Fractional yield and phase separation of ladder-like interpolymer complexation between diblock copolymers

Abstract

We analyze the fractional yield and the phase separation of the ladder-like interpolymer complexation reaction between two diblock copolymers A1A2 and B1B2 forming a linear triblock copolymer A1DB1, i.e., A1A2+B1B2⇌A1DB1. The study is carried out by using the self-consistent field theory coupled with the interpolymer-complexation model of the chemical reactions.
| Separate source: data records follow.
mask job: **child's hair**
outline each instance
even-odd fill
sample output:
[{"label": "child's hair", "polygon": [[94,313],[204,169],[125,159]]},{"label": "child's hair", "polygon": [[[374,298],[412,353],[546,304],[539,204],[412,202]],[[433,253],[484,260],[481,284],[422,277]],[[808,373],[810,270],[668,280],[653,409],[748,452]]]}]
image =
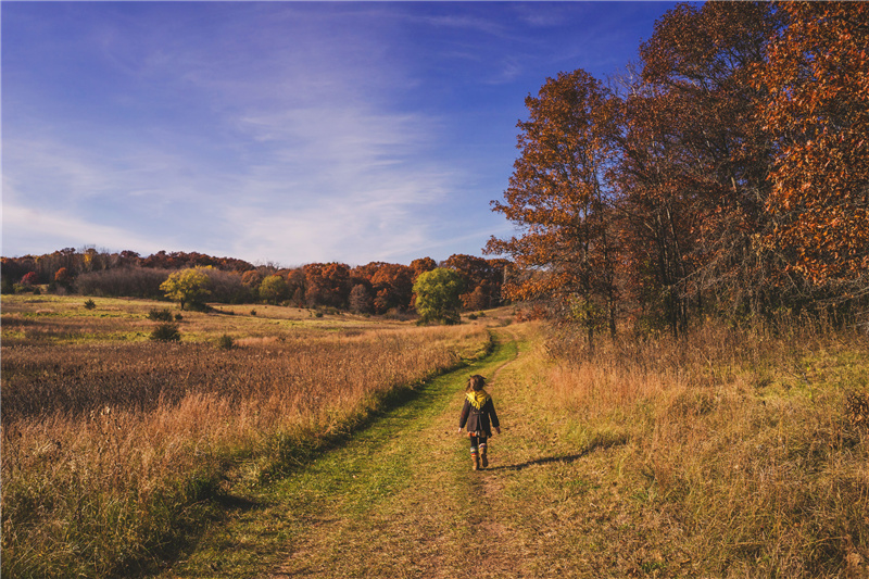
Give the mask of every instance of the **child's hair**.
[{"label": "child's hair", "polygon": [[483,386],[486,386],[486,378],[483,378],[479,374],[475,374],[468,380],[468,387],[465,388],[465,391],[470,392],[471,390],[474,390],[476,392],[477,390],[482,390]]}]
The fractional yield of the complexation (φ3/φ), defined as the equilibrium volume fraction of the triblock copolymers, can be improved via several approaches including increasing the secondary bonding energy εZD and enhancing the solvent selectivity to the triblock copolymer A1DB1. The strong solvent selectivity and the chemical incompatible interaction between the diblock copolymers and the triblock copolymers make the homogenous phase unstable. The phase separated state D/S emerges between the sigle-stranded-diblock-dominated phase S and the duplex-triblock-dominated phase D. With the fixed length of the diblock copolymers, the length of the complex block D influences the subtle balance among several contributions to the free energy including the bonding energy, the conformational entropic loss due to complexation, the solvent selectivity, and the interaction between the polymers.